The situation of a circular area or volumetric sound:
First, In the attenuation settings, you can set a curve for spreading sound amongst speakers based on distance.
Go in the attenuation view, and select the Spread curve.
By default there is no spreading curve, simply add one.
(Spreading will be efficient for all sounds to diffuse directionality, not only "surface" sounds, but generally, you will use less spreading for point emitter source.)
Now you have a graph for this sound allowing to set spread parameter according to distance from sound.
When you are in a distance that sets a spread of 100%, the sound will simply ignore the directionality of the sound and play the sound equally in each speakers (based on speaker configuration and platform). At 0%, the sound is coming from one single direction.
So edit the graph for that spreading is 100%( you can try 90% too so you still have a little directionality ) from 0 distance unit to X distance units ( X could be a little less that the radius of the source).
Then you can linearly pass from 90-100% to 0 % over distance, based on how far your river is going to be heard (it will vary based on the type of sound).
Now, you just created a circular surface sound, where you can cross near or on the emitter without the sound jumping from front speakers to rear speakers. Also, when the player steps in the lake, it really feels like the river is surrounding the player.
This solution works perfectly for a round lake, but what if we have a river?
Here are three possible solutions.
First:
You can put multiple emitters in the river with equal distance from one to another. Each of these sources will consume CPU (you should always enable virtual voices for ambiance sounds in order to save CPU when the sound is too low to be heard anyway; virtual voices are very cheap in CPU and in memory, especially when they are in mode PlayFromBeginning).

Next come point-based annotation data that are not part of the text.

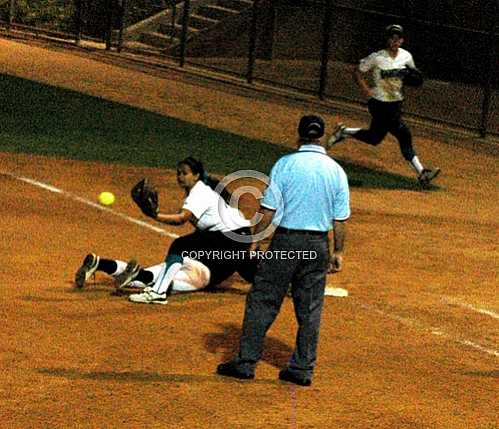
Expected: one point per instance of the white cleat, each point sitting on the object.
(87, 269)
(149, 297)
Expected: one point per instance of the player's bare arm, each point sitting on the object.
(183, 216)
(336, 246)
(360, 78)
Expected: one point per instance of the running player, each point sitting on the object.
(387, 68)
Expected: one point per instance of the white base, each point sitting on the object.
(335, 291)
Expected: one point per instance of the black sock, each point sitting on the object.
(109, 266)
(145, 276)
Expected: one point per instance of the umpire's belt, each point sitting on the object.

You will also want to adjust volume attenuation curve so that it sound good when walking along the river and making sure the emitters are not too close one from the other so that volumes don't add up. Doing this you will get something that is not mathematically perfect, but the user will not notice it unless it is moving really fast along the river.
Second:
This method is similar to the first one, but much better. Instead of laying multiple game objects on the river, set multiple positions on a single game object, using the multi-directions mode. Using this mode, you won't have to be preoccupied by having points too close next to each other, as volumes don't add up. Refer to this article for more details about multi-positioning. Furthermore, only one voice will be playing in the Wwise sound engine, which is much more efficient.
Third:
In the case the river is really long and putting multiple emitters is not a viable option, then again, using the spread curve concept, make the game update the position of the river single emitter when the player is moving so that the position of the emitter is the position perpendicular to the river Vs player position.
This last solution might seem a little more complex to implement, but will be the most accurate solution and cheaper in CPU usage as only one sound will be played.